Fletcher Building chairman Sir Ralph Norris doubled down in the face of Shareholders' Association calls for Fletcher directors to put themselves up for re-election in October.
Norris confirmed the company's poor results this week in the wake of a disastrous performance by its construction arm on the International Convention Centre (Auckland) and the Justice Precinct (Christchurch).
Fletcher Building's net profit fell 80 per cent to $94 million for the full financial year; this after Fletcher Construction chalked up losses of $292 million (primarily on the two signature projects) and the board made significant writedowns on the value of two other Fletcher businesses.
At a Wednesday press briefing to announce the financial results, Norris made it clear he was not playing into the association's agenda.
The shareholders' lobby has effectively demanded the board prostrate (my word) itself in front of shareholders at the October 26 annual meeting. But Norris was protective of directors' individual reputations during the briefing at Fletcher's Penrose HQ. He made clear that there will be changes to the board's makeup, putting that in the context of continual renewal. "We will have board members stepping down at this particular ASM, which is part of the normal rotation of directors," said Norris.
Potential candidates were being scrutinised and one addition to the board would have a construction background.
But is that sufficient when it comes to board accountability?
The Fletcher board includes some of the biggest names in New Zealand business.
As well as Norris, the directors are: Tony Carter (chairman of Air New Zealand and Fisher & Paykel Healthcare and a director of ANZ Bank NZ), who was appointed to the board in September 2010; John Judge (chairman of ANZ Bank NZ and a former chairman of EY NZ), who was appointed a director in June 2008; Alan Jackson, who was first appointed in September 2009; Kathryn Spargo (chair of ASX listed company UGL), appointed in March 2012; Cecilia Tarrant (deputy chair of the Government Superannuation Fund Authority), who was appointed in October 2011; Steve Vamos (former CEO of Microsoft Australia and NZ), who was first appointed in July 2015; and Bruce Hassall (chairman of Farmers Trading Company), first appointed in March 2017.
These directors have wide-ranging commercial experience and competencies.
It goes without saying: they also have big reputations on the line.
If the rotation is applied by virtue of seniority, the following three directors would stand down: Judge, Jackson and Carter.
There has been no signal that Norris - who came onto the board in April 2014 before taking up the chairmanship in October 2017 - intends to resign.
And while there are plenty of people baying for his blood, his track record suggests he would rather get the company back onto the track of sustainable profits and under the leadership of a new CEO before stepping down.
In my view, that is the right call.
Norris certainly has no intention of taking up the CEO's reins himself, in a repeat of the Air NZ scenario when he came off the board to lead the company after the 2001 bailout.

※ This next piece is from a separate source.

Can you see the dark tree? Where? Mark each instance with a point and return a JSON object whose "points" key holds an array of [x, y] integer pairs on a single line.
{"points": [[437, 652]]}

But aside from getting new directors in place, the board should give attention to the makeup and performance of its audit and risk committee. That committee's charter spells out that management is responsible for the identification, evaluation, treatment and ongoing monitoring of risks to the business.
It says the audit and risk committee will provide oversight to the risk process undertaken by management, and in particular: (a) review the company's risk profile to ensure that material risks to the company's business are dealt with properly and reported at least annually to the board; (b) ensure that there is a regular review and update of the company's risk profile; (c) ensure that the material business risks have been dealt with in a timely manner to mitigate exposures.
On Wednesday, Norris said the risks from the two construction projects were not identified until late last year (September).
The question is whether these material business risks should have been identified earlier.
The audit and risk committee is chaired by Judge. Spargo, Torrant and Vamos are the other members.
My soundings indicate that these directors were caught off-guard by the construction debacle.
Norris has to some degree rectified the situation by putting in place a CFO at Fletcher Construction, tightening the bid process for new contracts.
It is clear from discussions with Fletcher Construction personnel that they felt intimidated when it came to passing bad news upstairs.
Former CEO Mark Adamson has paid the price for this.
But in my view the board underperformed when it came to identifying material risks in a construction boom by ensuring tight risk controls were in place.